Auch die pharmazeutischen Dienstleistungen bewegten die pharmacon-Teilnehmerinnen und Teilnehmer. Dittrich benannte ein gemeinsames Medikationsmanagement von Apothekern und Ärzten wie im Projekt ARMIN als Goldstandard. In die Verhandlungen mit dem GKV-Spitzenverband wurden bewusst zunächst Dienstleistungen wie die Medikationsanalyse eingebracht, die Apotheken eigenständig erbringen können. Er motivierte alle Apothekenleiterinnen und -leiter, die vereinbarten pharmazeutischen Dienstleistungen umzusetzen und Patientinnen und Patienten anzubieten – allen Schwierigkeiten wie z.B. Personalmangel zum Trotz. Die Landesapothekerorganisationen würden dies bei ihren Mitgliedern rege bewerben. Laut Benkert unterstütze auch die Bundesapothekerkammer die Apotheken: Einerseits durch Fortbildungsangebote an die Apothekenteams, andererseits würde das Interesse der Patientinnen und Patienten durch die ABDA-Öffentlichkeitsarbeit geweckt.
Die wirtschaftlichen Rahmenbedingungen waren ein weiterer Schwerpunkt der berufspolitischen Veranstaltung. Dittrich kritisierte deutlich die Nullretaxationen wegen Formfehlern. Da diese in die Lieferverträge nach einem Schiedsverfahren aufgenommen worden wären, seien Verhandlungen dazu so gut wie aussichtslos. Dittrich setze sich in Gesprächen mit Politikerinnen und Politikern dafür ein, gesetzliche Regelungen gegen Nullretaxationen zu finden. Zudem erinnere er in so gut wie jedem Gespräch, dass der Wertschöpfungsanteil der Apotheken deutlich unter den Verwaltungsausgaben der Krankenkassen läge.

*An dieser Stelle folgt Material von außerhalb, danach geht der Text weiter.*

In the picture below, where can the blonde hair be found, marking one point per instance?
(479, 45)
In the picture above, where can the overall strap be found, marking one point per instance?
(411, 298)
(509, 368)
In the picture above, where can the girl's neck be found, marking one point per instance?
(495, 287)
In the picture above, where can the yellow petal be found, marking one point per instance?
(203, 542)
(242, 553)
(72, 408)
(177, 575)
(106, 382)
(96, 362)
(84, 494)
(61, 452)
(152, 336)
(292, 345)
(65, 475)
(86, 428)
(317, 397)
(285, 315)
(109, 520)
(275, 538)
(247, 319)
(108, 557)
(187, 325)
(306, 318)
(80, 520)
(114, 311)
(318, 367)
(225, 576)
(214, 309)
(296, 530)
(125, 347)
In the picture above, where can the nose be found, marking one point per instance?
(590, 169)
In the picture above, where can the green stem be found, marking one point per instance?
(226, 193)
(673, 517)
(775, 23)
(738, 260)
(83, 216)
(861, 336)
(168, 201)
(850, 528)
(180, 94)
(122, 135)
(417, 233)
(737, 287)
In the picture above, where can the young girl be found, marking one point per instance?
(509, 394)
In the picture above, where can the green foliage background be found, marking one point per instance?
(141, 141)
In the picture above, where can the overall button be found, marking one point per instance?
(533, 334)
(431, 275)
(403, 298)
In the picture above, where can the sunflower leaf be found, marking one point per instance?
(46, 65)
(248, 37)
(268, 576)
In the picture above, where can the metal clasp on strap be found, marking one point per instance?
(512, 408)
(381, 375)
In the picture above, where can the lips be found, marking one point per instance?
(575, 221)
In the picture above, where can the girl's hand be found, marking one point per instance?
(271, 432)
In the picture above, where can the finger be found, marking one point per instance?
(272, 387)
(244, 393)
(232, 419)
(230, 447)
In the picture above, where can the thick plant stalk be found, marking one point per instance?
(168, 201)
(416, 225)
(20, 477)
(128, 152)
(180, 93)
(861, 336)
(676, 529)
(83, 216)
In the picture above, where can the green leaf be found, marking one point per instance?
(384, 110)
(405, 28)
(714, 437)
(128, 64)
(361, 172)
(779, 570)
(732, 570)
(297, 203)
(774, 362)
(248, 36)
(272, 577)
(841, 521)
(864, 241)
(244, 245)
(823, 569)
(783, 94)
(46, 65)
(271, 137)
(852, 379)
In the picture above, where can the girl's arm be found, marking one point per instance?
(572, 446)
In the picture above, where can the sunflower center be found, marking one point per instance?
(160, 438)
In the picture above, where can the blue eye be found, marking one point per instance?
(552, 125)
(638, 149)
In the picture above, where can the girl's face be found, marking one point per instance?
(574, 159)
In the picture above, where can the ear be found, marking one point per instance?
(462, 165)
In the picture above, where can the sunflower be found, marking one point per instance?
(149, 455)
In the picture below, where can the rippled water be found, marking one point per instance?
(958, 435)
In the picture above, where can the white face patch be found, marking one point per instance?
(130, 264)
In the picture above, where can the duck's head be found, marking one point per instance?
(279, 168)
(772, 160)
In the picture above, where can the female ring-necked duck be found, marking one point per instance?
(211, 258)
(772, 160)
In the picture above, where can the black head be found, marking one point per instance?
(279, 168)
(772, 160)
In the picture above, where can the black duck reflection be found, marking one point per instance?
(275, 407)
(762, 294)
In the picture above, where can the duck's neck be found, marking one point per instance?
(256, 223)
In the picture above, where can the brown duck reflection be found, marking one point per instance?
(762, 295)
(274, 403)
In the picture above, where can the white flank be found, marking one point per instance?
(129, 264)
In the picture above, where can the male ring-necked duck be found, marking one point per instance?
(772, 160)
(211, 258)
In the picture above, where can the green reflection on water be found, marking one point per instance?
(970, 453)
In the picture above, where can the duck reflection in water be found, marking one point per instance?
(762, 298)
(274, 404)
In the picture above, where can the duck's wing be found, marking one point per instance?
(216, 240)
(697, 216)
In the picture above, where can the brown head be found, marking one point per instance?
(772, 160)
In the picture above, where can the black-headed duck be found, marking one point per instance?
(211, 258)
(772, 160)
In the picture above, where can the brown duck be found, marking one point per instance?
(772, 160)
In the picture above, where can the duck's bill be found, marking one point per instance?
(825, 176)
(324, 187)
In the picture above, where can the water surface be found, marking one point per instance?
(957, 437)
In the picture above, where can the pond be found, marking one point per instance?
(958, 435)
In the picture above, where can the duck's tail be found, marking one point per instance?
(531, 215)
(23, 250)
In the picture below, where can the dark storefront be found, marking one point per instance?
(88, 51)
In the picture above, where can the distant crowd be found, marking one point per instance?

Schmitz erläuterte, dass die ABDA an einer Honorarerhöhung für Apotheken arbeite. Er kündigte für 2023 einen Forderungskatalog an, das neben der Erhöhung der Grundvergütung auch zusätzliche Komponenten zum Beispiel für das Management von Lieferengpässen enthalte. Dieses Konzept würde dann der Politik vorgestellt, ebenso wie Ideen zur Entbürokratisierung.
Ein Teilnehmer fragte nach, warum sich die ABDA-Öffentlichkeitsarbeit nicht ebenso lautstark wie die der Ärzteschaft äußere. Öffentlichkeitsarbeit könne grundsätzlich nie genug sein, bestätigte Schmitz. Die Apothekerschaft fände in der Politik ebenso wie in den Medien Gehör, etwa bei den Protestaktionen im Herbst 2022. Auch die ABDA-Präsidentin lege großen Wert auf eine starke Öffentlichkeitsarbeit der ABDA. Dittrich ergänzte, dass die Ansprache von Regional- und Landespolitikern auch für einzelne Apotheken möglich und aus Sicht des DAV wünschenswert sei. Eine bundesweite Protestaktion der Apotheken müsse mit Bedacht konzipiert und terminiert sein, damit sie nicht verpuffe.
Zum Abschluss fragte Engel nach dem Ausblick für das Jahr 2023. Schmitz erwarte eine Verbesserung der Situation der Apotheken und speziell die Abschaffung der Präqualifizierung. Dittrich nannte die Dynamisierung der Honorierung und die Minimierung der Lieferengpässe bzw. eine Vergütung des Aufwands, zusätzlich zur Verstetigung der SARS-CoV-2-Abgaberegeln. Benkert schloss die berufspolitische Veranstaltung. Ihm liegen besonders die Notfallversorgung und die Novellierung der Approbationsordnung am Herzen, verknüpft mit der Forderung nach mehr Studienplätzen. Ebenso wichtig sei die flächendeckende Etablierung der pharmazeutischen Dienstleistungen.